Коринн вошла с маленьким стеклянным подносом яичных канапе. Шмидт заметил, что она успела обуться в сандалии и переодеться: вместо джинсов на ней было белое хлопчатобумажное платье.
Я подумала, что, может быть, мсье захочется. Ведь мсье не обедал.
Спасибо. Мне хочется.
Она поставила поднос перед ним и заговорила снова. Позволит ли мсье немного побыть с ним?
Разумеется.
Не возражаете, если я включу музыку?
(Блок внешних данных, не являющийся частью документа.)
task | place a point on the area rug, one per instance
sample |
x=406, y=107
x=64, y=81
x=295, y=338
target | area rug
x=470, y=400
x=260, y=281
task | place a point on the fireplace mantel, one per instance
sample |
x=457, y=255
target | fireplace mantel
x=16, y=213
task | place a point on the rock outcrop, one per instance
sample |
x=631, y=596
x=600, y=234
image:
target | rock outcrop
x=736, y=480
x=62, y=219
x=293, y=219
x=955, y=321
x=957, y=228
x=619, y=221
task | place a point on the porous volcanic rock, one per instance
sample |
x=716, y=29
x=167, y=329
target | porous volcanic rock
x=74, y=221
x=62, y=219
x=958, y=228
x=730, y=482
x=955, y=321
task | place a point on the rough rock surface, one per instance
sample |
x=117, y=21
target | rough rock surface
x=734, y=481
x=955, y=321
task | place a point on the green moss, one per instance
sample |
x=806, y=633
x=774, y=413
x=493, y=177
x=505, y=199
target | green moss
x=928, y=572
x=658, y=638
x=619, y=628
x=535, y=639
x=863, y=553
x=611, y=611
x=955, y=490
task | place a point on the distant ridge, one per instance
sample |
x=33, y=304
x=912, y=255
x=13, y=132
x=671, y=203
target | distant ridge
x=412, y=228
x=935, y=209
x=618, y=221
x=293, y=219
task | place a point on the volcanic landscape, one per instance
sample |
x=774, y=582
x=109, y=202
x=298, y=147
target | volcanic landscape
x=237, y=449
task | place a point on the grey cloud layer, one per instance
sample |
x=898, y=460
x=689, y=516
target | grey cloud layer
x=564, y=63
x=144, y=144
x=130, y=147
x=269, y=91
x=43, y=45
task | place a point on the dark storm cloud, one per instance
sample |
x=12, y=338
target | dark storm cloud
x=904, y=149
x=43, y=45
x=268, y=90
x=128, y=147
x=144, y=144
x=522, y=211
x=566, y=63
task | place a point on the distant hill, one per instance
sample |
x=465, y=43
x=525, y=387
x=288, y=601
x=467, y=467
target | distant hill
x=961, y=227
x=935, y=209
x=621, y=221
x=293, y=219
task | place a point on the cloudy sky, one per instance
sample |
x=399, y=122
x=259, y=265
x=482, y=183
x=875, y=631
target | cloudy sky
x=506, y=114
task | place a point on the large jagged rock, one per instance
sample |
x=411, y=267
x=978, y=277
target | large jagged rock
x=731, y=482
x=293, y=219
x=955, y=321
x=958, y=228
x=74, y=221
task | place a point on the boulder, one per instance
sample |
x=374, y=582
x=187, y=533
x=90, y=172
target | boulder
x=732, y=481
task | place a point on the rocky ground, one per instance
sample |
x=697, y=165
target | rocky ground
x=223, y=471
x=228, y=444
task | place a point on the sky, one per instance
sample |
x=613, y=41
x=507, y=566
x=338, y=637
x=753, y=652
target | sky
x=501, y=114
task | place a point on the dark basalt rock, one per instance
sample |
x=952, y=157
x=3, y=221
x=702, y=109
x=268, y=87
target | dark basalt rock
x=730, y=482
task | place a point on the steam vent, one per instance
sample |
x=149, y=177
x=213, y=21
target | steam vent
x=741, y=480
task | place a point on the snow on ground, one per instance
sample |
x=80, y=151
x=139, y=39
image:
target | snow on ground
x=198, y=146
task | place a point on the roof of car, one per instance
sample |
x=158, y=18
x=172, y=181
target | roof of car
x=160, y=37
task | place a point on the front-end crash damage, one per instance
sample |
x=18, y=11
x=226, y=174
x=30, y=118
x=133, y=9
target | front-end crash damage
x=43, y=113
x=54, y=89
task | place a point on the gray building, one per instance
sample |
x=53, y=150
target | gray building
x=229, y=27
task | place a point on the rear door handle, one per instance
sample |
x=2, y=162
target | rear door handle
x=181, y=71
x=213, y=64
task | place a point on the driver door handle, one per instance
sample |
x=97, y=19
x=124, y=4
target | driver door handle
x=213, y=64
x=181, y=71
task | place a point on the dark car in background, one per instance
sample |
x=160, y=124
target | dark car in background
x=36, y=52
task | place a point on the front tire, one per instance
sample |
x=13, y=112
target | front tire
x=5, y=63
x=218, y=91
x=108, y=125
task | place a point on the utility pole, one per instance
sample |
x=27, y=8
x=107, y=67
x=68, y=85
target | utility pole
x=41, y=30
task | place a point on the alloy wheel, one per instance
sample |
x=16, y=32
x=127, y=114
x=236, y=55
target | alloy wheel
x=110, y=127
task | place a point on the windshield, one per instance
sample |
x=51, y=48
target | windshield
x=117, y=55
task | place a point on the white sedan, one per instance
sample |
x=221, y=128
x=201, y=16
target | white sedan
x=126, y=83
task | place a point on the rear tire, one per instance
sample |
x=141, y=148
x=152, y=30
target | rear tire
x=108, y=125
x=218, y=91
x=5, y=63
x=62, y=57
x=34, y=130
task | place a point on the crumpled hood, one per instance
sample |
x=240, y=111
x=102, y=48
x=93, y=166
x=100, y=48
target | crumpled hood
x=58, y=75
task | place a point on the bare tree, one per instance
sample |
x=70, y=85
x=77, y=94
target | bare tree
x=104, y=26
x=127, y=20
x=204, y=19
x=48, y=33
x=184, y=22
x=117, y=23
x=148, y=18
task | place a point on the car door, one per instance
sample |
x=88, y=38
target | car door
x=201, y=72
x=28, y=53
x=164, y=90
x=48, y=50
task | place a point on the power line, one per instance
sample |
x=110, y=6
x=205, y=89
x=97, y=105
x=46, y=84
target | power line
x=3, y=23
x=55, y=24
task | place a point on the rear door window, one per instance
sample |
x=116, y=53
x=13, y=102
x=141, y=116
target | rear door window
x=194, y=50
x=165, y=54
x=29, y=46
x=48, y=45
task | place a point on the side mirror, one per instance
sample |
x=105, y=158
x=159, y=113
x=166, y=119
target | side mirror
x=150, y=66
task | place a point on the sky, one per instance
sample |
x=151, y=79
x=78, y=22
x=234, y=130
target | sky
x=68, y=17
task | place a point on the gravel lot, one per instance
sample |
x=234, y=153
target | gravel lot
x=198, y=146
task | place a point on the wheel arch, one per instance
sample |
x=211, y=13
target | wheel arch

Я очень люблю Моцарта.
Она произнесла это имя на французский манер..
Пожалуйста, включайте, что вам нравится.
Очевидно, она не раз слушала здесь пластинки, потому что сразу вынула нужную. Концерт для валторны. Шмидт сказал ей, что и сам любит эту музыку.
Спасибо.
Она села на диван рядом с ним. Шмидт, почувствовал стойкий запах миндаля. Увидев, как он потянул носом воздух, она объяснила, что это ее крем для рук. Некоторые люди думают, что азиатская кожа неприятно пахнет.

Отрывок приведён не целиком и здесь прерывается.